D’altro canto, e ne è convinto più di tutti il ministro degli Affari Europei Paolo Savona, l’Europa avrebbe tutto l’interesse del mondo a mantenere i rapporti con l’Italia perché è un’architrave dell’Unione e senza Roma – o con la sua ostilità a Bruxelles – sarebbe difficile tenere in piedi le istituzioni europee e l’euro. Un ragionamento che non sembra tenere conto affatto del clima che si respira in Germania e in Francia, dove ci sono estremisti esattamente come qui ma stanno dall’altra parte della barricata. E non vedono l’ora di controfirmare dichiarazioni di guerra portate da altri.
E se invece lo spread arriva a 400?
E cosa succede se invece lo spread arriva a 400? In questo caso l’intero sistema rischierebbe di cedere rapidamente, ragionano grillini e leghisti che evidentemente sottovalutano la possibilità che una lenta agonia possa fare gli stessi danni in un orizzonte temporale più lungo (oppure ritengono questa ipotesi più sostenibile delle altre). A quel punto si aprirebbero due possibilità: la prima è di rimangiarsi il deficit/PIL al 2,4% rinunciando di fatto a fare politica economica per gli anni a venire, visto che non ci sarebbe spazio per le costosissime riforme della Fornero e del reddito di cittadinanza. O meglio, ci sarebbe a patto di mettere le mani sulle forbici e tagliare, tagliare, tagliare come del resto i 5 Stelle avevano promesso avventatamente durante la campagna elettorale. Questa ipotesi però è irrealistica perché significherebbe scontentare ampi strati della popolazione che oggi hanno accordato la loro preferenza ai gialloverdi.

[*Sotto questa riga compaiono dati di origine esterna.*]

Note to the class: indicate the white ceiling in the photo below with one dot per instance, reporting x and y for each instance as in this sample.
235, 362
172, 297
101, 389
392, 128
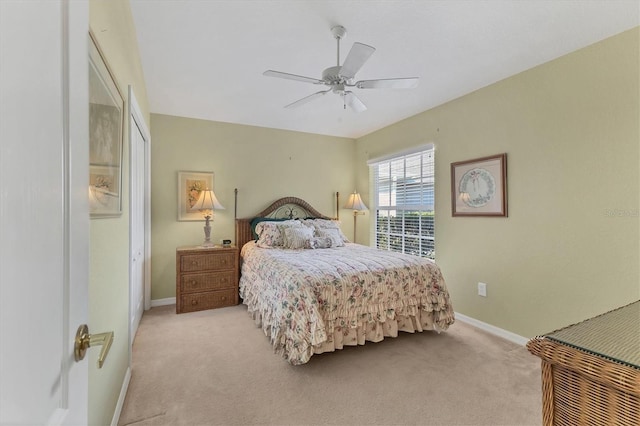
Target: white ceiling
205, 59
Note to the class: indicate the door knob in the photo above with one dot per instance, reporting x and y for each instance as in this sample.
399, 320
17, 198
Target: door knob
84, 341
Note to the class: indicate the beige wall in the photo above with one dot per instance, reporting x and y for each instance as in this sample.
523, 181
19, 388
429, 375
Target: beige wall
264, 164
111, 23
570, 129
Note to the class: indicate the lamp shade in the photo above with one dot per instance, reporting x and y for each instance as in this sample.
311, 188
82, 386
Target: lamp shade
355, 202
207, 201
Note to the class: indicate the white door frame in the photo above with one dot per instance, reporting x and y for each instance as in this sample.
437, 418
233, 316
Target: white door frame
44, 210
137, 124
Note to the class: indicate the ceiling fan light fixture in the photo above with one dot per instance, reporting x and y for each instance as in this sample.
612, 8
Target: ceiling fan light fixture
340, 77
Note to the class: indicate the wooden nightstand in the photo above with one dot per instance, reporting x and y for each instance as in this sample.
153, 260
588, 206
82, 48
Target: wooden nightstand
206, 278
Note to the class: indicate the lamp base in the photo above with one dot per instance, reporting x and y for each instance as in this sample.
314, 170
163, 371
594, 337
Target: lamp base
207, 233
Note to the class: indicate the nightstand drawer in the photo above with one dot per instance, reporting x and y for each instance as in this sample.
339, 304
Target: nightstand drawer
205, 262
213, 299
191, 283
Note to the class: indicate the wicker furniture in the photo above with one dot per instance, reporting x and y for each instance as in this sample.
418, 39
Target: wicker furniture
206, 278
591, 370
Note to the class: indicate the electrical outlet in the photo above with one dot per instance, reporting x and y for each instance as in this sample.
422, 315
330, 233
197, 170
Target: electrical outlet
482, 289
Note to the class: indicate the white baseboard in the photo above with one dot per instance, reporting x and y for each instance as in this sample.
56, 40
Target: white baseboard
163, 302
512, 337
123, 394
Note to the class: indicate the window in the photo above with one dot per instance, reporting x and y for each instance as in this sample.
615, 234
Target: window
403, 203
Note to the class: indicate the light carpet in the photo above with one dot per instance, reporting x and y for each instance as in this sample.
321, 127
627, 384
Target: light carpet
216, 367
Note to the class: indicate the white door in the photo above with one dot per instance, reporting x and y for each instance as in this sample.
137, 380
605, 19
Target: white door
44, 219
138, 137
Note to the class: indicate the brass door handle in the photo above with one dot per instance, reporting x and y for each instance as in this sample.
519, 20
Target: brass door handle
84, 341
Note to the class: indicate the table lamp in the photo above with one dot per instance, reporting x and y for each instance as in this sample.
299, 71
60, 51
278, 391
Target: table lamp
206, 204
355, 203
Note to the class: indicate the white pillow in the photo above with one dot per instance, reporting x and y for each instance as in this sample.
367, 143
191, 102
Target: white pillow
297, 237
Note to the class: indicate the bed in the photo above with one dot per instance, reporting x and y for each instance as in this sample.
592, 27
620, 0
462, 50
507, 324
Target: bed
311, 291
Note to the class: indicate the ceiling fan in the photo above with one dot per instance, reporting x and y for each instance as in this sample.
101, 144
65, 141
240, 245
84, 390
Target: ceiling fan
340, 79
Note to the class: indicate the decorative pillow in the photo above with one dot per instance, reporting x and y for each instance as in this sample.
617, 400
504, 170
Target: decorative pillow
282, 226
319, 242
257, 220
268, 235
298, 237
333, 235
322, 224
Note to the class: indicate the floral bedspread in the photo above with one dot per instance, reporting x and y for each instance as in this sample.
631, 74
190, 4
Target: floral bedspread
304, 299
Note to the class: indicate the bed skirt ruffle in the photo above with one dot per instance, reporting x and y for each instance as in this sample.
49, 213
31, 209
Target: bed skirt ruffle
336, 337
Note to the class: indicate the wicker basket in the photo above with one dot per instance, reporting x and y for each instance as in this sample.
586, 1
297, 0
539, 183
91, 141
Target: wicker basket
579, 388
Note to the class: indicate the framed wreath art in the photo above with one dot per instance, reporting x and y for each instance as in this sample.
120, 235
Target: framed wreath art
190, 184
479, 187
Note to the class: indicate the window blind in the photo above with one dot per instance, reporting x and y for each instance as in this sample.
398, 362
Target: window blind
403, 201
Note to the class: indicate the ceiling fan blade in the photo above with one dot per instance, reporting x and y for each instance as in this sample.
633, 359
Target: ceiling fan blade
389, 83
354, 102
278, 74
356, 58
306, 99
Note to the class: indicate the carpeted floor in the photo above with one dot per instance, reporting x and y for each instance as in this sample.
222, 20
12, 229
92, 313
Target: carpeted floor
216, 368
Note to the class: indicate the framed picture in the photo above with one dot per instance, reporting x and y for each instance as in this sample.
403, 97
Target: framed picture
189, 186
479, 187
106, 121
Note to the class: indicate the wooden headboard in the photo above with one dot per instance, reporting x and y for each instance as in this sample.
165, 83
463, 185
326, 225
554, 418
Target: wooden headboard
287, 207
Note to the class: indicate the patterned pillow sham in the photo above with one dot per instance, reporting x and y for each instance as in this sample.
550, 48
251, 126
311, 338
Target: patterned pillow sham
298, 237
323, 224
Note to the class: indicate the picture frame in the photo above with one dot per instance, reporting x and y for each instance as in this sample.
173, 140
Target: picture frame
189, 186
479, 186
106, 130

E allora l’altra ipotesi sarebbe quella di lasciar cadere il Governo del Cambiamento, fare spazio a un esecutivo tecnico e correre il più velocemente possibile verso nuove elezioni politiche e una nuova legittimazione. Una specie di Ultima Thule, dove però tutto rimarrebbe incognito, anche i risultati elettorali e la possibilità che non tutto vada come previsto. La bocciatura della legge di bilancio del Popolo potrebbe essere un ottimo argomento per fare il pieno alle urne. Il problema è che dopo si tornerebbe sempre alla calcolatrice. E quella non si lascia influenzare dai sondaggi, figuriamoci dai risultati.